Entrepreneurs are the business organizer, managers and salesmen who exercise control over the
means of economic production and trade. The characteristic of entrepreneurs(“Entrepreneur
syndrome) as demonstrated to a considerable extent by experimental investigations are:
1. A liking for taking moderate though not excessive risk;
2. Confidence in the ability to succeed on tasks; internal locus of control
3. Energetic action directed towards self – achievement;
4. The desire for freedom and individual responsibility,
5. Like feedback and constructive criticism;
6. -tends to be innovative;
7. - is oriented towards the future
All the above mentioned characterized are associated with strong achievement motivation. Besides
the above mentioned characteristics, entrepreneurs must also possess (McClelland)
1. Skill in organizing;
2. Capacity for long – term planning;
3. Capacity to adapt one’s behavior flexibility to the desires and needs of others;
4. Treat people as individuals;
5. Independent thinking;
6. Firm connection and insight into environmental forces;
7. Perseverance in spite of obstacles;
Entrepreneurs may experience achievement only when, through intelligence, foresight and
perseverance, they have built up a large and powerful concern.

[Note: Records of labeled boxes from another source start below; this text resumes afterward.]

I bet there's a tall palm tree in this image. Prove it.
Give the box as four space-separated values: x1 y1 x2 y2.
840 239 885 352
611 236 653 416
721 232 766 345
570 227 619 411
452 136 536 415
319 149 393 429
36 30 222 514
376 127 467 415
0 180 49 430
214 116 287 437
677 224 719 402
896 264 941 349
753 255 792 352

8. Effective managerial traits -write a short note. (10)
Ivaneavich and others have grouped the managerial traits, identified by various researches,
as follows:
Physical characteristics: Age, appearance, and height
Social background: Educational, social status, and mobility
Intelligence: Judgement, Knowledge, decisiveness, and fluency of speech
Personality: Alertness, dominance, extroversion, independence, creativity, and self –
Task related characteristics: Achievement drive, a initiative, persistence, enterprise, and task
Social characteristics: Attractiveness, popularity, sociability and interpersonal skills.